Predyspozycje kandydatów ocenią Piotr Gliński, Mariusz Błaszczak i Łukasz Szumowski.

- Mamy promesę od Konferencji Episkopatu Polski, że zaraz po wyjściu ostatniego gościa ślub zostanie unieważniony - zapewnia producent spektaklu Piotr Gliński.

Wraz z castingami ruszył też rządowy przetarg na dostawę 0,5 litra polskiej wódki czystej na głowę każdego aktora oraz na weselny catering. Ustalono, że na pierwsze danie wjadą flaczki. Z powodu oszczędności i przekonań zrezygnowano z opcji wege, dlatego aktorzy będą musieli przynajmniej udawać żucie kiełbas i szynek z wiejskiego stołu.


- Spodziewamy się, że wirus zaatakuje po północy ze strony spoconego wujka Zbyszka podczas korowodu "jedzie pociąg z daleka", choć bierzemy pod uwagę scenariusz, że nadejdzie wraz z ciocią Wandą, która ucałuje całą rodzinę jeszcze przed kościołem - podkreśla Mariusz Błaszczak. - Będziemy bacznie obserwować kelnerów, którzy pokroją i rozniosą kawałki weselnego tortu.

Zdaniem autorów projektu, zgoda na 150-osobowe wesela była błędem.

- Koronawirus narzucił tempo, pozarażał seniorów, znudziło mu się i po 22:00 chciał iść do domu - twierdzi Łukasz Szumowski. - Liczymy, że 1000 osób zajmie go na tyle, że zdążymy go wyśledzić, pojmać i przykładnie ukarać.

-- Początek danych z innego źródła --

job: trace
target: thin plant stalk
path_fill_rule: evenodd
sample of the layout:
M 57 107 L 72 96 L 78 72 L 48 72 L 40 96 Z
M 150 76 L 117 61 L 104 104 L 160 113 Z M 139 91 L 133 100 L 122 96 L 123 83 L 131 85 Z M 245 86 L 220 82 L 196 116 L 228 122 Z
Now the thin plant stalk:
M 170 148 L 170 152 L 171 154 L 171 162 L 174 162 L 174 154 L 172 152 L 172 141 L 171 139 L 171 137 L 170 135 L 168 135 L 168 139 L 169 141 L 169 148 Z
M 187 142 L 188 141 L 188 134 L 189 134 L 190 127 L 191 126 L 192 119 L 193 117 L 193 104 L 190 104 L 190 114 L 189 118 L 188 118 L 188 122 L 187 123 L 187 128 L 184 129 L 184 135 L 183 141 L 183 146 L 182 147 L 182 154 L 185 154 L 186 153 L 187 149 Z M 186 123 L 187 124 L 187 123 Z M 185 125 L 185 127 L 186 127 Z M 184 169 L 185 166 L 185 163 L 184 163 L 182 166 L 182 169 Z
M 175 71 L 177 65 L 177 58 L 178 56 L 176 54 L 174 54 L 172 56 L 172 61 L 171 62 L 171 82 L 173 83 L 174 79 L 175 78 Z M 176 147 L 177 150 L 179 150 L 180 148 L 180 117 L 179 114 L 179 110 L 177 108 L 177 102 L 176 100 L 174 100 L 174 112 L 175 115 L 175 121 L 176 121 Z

Jak dowiaduje się ASZdziennik, twórcy filmu szykują także specjalne cameo. W rolę wodzireja wcieli się nie kto inny jak sam reżyser i autor scenariusza: Mateusz Morawiecki.

Twórcy nie przewidują fiaska, lecz jeżeli i tym razem nie uda się pojmać koronawirusa, rząd sięgnie po sprytniejszą, choć bardziej ryzykowną ustawkę: otworzy od 1 września wszystkie szkoły w Polsce.

To jest ASZdziennik. Wszystkie cytaty i wydarzenia zostały zmyślone.